MALD is a state-of-the-art, low-cost expendable flight vehicle that is modular, air-launched and programmable. It weighs fewer than 300 pounds and has a range of approximately 500 nautical miles. MALD-J adds radar-jamming capability to the basic MALD platform.
Experts are starting to delve into how well the Global Positioning System (GPS) satellite navigation network resists the effects of electronic gsm jammer -- intentional or accidental. The emerging answer is not very well.
Countries attach great importance to the development of GPS signal jammer
Usually, that means Pyongyang using its GPS jammers to try and throw a wrench in the exercise. Now, South Korea's military says the North's electronic interference has done more than just bug folks trying to get satellite-guided directions to their favorite bibimbap spot. North Korea's jamming pushed an American military aircraft out of the skies.
"If the report is accurate, the [North Koreans] may have acquired a more powerful GPS high power jammer, capable of affecting navigation systems over a wider area, (potentially) impacting a host of activities, from intelligence collection to precision weapons applications," one former U.S. Air Force intelligence officer notes.
The news of the spy plane's GPS troubles comes on the heels of rumors that North Korea is working on a new (or souping up an old) jammer. South Korean officials have claimed that Kim's jammers had a range of between 50-100 kilometers. But a South Korean Defense Ministry report on Tuesday indicated that the North is at work on a jammer with a range of more than 100 km.

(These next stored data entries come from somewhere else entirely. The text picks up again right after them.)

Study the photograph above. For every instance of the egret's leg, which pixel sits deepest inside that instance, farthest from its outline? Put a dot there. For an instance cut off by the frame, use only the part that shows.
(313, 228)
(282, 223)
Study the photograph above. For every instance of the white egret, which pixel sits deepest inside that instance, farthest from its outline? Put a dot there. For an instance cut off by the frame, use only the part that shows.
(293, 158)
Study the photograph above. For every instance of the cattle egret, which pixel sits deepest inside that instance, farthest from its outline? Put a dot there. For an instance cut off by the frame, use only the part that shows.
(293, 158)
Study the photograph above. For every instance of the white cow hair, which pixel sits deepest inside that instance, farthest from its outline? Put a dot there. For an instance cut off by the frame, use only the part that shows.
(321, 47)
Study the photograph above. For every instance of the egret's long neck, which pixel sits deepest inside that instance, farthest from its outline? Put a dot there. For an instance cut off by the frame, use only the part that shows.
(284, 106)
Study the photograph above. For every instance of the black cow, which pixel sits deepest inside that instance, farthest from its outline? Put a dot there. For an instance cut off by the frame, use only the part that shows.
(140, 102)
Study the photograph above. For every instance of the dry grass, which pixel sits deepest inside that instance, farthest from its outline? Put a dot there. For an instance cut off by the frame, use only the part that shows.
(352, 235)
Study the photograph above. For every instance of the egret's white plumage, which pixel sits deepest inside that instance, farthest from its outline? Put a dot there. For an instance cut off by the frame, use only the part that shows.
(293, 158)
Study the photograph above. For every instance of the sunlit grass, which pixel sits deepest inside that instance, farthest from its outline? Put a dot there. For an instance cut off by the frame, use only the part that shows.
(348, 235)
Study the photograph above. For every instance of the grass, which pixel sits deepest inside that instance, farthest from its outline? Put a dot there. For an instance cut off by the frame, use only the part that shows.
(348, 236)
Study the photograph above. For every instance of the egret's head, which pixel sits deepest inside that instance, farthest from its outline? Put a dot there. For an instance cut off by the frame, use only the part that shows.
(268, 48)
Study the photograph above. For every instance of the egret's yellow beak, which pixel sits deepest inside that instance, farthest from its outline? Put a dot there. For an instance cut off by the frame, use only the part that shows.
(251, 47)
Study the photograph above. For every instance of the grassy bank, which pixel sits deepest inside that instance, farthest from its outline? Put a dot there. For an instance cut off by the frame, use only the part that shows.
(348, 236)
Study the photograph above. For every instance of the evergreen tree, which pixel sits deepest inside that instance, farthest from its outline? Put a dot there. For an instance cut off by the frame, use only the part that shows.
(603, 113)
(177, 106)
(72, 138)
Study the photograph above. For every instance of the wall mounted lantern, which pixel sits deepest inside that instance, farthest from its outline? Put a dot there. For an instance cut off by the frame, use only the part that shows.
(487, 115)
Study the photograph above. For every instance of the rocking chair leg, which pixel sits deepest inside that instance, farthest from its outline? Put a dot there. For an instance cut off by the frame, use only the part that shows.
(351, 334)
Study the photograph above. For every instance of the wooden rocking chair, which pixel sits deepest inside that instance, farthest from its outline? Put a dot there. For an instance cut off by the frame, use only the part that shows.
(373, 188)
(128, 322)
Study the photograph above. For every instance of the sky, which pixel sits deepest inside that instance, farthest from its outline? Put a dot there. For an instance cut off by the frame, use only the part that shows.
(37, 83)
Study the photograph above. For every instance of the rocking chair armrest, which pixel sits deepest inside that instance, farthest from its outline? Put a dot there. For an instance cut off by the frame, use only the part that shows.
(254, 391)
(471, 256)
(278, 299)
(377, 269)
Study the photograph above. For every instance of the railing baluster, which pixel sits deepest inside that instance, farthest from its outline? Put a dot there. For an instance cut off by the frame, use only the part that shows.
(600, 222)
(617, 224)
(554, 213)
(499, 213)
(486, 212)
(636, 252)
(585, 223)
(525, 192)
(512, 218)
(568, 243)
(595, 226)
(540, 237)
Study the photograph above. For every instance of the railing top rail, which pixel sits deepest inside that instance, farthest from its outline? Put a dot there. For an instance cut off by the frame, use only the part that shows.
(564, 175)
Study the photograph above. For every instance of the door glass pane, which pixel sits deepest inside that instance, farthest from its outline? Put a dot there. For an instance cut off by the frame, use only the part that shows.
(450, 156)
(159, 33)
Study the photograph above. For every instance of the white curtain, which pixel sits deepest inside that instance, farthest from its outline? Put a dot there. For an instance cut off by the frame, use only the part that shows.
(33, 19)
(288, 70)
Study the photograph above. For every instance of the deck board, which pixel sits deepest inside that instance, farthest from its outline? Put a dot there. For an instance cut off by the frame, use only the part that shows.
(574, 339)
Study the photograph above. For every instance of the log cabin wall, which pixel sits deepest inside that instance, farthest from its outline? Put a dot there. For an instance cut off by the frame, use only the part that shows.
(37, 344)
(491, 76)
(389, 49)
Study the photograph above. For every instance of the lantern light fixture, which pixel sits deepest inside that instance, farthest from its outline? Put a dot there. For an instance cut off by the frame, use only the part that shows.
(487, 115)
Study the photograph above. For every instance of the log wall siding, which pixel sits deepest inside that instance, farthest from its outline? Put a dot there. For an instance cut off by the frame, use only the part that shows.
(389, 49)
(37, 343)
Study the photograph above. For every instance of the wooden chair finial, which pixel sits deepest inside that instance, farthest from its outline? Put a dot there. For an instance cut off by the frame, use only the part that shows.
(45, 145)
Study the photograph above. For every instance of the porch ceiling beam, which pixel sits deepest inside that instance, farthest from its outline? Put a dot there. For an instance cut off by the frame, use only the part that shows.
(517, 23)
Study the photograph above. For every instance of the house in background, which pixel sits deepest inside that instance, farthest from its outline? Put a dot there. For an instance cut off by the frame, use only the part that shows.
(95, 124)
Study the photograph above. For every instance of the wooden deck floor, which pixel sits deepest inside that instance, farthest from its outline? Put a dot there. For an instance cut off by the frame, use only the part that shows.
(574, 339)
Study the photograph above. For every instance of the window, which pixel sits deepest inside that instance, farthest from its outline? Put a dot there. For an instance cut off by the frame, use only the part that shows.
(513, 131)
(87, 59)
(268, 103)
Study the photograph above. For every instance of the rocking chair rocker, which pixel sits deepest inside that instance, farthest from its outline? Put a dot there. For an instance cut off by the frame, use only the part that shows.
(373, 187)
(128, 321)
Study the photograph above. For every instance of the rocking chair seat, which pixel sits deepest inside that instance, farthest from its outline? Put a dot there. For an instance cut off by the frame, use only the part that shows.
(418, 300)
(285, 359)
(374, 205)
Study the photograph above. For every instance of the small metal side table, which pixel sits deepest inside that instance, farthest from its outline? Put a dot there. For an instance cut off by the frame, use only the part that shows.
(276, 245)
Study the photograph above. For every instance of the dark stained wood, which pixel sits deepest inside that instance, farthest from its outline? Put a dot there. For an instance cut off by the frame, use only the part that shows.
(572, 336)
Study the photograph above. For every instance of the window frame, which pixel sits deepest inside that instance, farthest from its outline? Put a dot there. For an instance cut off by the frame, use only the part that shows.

The second was a spinoff of the Russian system manufactured domestically in North Korea, which is believed to have similar capabilities but costs less on the open market. South Korean intelligence has claimed that in early 2010, North Korea purchased a new 24-Watt jammer from Russia – capable of jamming GPS reception within a 400 kilometer radius, which basically covers the entire Korean Peninsula.
The event did not go unnoticed in Israel, which has for years feared but simultaneously prepared for the possibility that—in a future conflict with Hezbollah in Lebanon, Hamas in the Gaza Strip, Syria or Iran—its GPS-guided weapons will fail. The IDF has taken into consideration the possibility that North Korea has sold its GPS jamming system to countries in the Middle East including Lebanon, Syria, and Iran.
GPS jamming capabilities have been a taboo subject within the Israeli defense establishment and IDF for years, with officers dissuaded from even discussing the potential vulnerability. But as the possibility of a new conflict looms on the horizon, there is no ignoring the likelihood of Israeli bombs being rendered satellite-less in a future
Logan Scott, president of a company with GPS expertise called LS Consulting, said in a May webinar run by Inside GNSS that a GPS jammer with one-tenth of a watt of transmit power has a range of 9.4 miles, a one watt jammer, 29.8 miles, and a fen watt jammer, 94.2 miles. Inside GNSS is a magazine on GPS and other satellite navigation systems operated by China, the European Union and Russia, collectively called Global Navigation Satellite Systems.
DHS and the Defense Department have worked to develop a jammer location system that picks up and feeds jammer signals to a master station run by the National Geo-Spatial Intelligence Agency since 2010, but to date the only feeds it receives are from sensors located at Newark Liberty International Airport in New Jersey, Merrill told the conference.